DAJ CYNK

Pracownicy Grupy TP nie chcą być przesunięci do nowej spółki

WitekT

Wydarzenia

Grupa TP planuje powołanie wyspecjalizowanej spółki zależnej, która zajmie się kompleksową obsługą klientów TP i Centertela. Przejdzie do niej około 5 tys. pracowników obu firm. Pracownicy protestowali dziś przeciwko temu procesowi przed główną siedzibą operatora na ulicy Twardej w Warszawie.

Grupa TP planuje powołanie wyspecjalizowanej spółki zależnej, która zajmie się kompleksową obsługą klientów TP i Centertela. Przejdzie do niej około 5 tys. pracowników obu firm. Pracownicy protestowali dziś przeciwko temu procesowi przed główną siedzibą operatora na ulicy Twardej w Warszawie.

Władze Grupy mają świadomość, że zmiany zawsze wywołują obawy wśród pracowników, dlatego dokładają starań, aby odbywały się w atmosferze spokoju i dialogu ze związkami zawodowymi - napisała TP w komunikacie.

TP szacuje, że ruch taki da jej oszczędności rzędu 150 mln zł w ciągu 5 lat. Wszyscy pracownicy przechodzący do nowego pracodawcy zachowają pracę i dotychczasowe wynagrodzenia. Dodatkowo przez 18 miesięcy od momentu przejścia będą objęci gwarancją zatrudnienia i wynagrodzenia zasadniczego.

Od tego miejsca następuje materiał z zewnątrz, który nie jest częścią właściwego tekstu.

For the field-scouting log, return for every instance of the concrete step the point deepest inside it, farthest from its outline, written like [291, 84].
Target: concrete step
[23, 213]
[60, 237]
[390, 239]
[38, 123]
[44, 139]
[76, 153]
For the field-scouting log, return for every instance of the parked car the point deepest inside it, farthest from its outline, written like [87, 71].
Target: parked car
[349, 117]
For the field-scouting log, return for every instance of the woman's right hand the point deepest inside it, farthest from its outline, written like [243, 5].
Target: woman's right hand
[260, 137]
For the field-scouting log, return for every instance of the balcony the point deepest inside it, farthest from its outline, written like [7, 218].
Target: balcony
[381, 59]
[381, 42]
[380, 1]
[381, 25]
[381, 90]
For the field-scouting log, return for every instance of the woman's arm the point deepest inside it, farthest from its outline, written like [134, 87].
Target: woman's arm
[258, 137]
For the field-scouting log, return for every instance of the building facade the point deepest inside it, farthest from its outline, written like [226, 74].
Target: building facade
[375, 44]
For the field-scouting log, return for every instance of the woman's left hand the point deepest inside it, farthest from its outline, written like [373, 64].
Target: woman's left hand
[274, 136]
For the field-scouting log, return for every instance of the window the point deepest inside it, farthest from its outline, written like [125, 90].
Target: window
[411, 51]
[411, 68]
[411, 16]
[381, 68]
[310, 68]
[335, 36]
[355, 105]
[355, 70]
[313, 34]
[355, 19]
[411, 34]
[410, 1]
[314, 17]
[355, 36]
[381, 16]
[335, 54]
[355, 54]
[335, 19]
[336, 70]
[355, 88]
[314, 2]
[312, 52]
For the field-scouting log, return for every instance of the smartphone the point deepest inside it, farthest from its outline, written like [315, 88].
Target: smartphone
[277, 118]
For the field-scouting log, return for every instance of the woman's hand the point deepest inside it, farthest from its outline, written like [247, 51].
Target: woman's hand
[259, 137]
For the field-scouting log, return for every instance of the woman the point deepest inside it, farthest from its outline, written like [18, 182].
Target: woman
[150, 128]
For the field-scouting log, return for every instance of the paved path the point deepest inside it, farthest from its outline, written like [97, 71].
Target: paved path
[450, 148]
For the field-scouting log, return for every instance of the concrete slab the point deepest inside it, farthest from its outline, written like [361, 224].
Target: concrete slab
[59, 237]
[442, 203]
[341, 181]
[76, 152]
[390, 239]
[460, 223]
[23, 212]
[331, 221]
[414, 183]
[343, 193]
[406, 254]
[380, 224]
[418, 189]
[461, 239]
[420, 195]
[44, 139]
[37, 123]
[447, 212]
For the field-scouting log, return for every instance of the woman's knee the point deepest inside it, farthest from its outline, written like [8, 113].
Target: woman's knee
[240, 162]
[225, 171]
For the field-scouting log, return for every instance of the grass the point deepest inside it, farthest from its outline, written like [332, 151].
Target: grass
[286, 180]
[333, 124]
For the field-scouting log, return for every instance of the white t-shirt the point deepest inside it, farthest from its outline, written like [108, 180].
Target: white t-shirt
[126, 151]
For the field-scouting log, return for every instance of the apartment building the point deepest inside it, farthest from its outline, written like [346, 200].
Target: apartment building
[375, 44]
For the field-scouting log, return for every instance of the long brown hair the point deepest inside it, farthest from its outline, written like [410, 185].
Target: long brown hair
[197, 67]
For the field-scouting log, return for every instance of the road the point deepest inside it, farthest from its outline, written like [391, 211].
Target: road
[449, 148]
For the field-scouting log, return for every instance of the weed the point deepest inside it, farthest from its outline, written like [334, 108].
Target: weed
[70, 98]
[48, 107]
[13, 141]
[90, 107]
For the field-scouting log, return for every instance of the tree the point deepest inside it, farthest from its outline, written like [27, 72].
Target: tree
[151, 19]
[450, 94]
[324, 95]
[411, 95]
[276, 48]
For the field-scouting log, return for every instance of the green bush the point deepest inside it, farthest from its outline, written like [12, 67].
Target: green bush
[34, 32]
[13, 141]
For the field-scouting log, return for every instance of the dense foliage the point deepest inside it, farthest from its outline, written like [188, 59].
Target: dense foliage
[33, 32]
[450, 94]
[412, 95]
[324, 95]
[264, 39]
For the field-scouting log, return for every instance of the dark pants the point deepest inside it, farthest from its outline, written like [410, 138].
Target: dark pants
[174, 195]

Grupa TP prowadzi prace nad taką zmianą zapisów ponadzakładowego układu zbiorowego pracy (PUZP) tak, by mógł on objąć również pracowników nowo powstającej spółki. Przez najbliższe 12 miesięcy pracownicy przechodzący z TP do nowej spółki będą objęci PUZP TP. Grupa rozważa również możliwość rozszerzenia na pracowników nowej spółki pracowniczego programu emerytalnego, z którego korzystają pracownicy TP.

Dzisiaj kilkuset związkowców z Grupy TP rozpoczęło przed siedzibą firmy w Warszawie protest w obronie miejsc pracy. Protestujący związkowcy są m.in. z Warszawy, Lublina, Poznania, Łodzi, Bydgoszczy, Gdańska. Związkowcy odczytali list skierowany do prezesa zarządu TP Macieja Wituckiego.

My pracownicy zatrudnieni w spółkach grupy TP, zebrani przed siedzibą spółki w Warszawie, protestujemy przeciwko dalszym zwolnieniom (...). Mamy wrażenie, że jesteśmy tylko zbędnym kosztem, który nie zasługuje nawet na wzrost wynagrodzeń pokrywający inflację. Zwracamy się do pana prezesa o zaniechanie niekorzystnych dla pracowników projektów, które również skutkują pogarszaniem jakości obsługi klientów - napisano w liście przekazanym prezesowi przez związkowców.

Przed budynkiem TP stoją policjanci.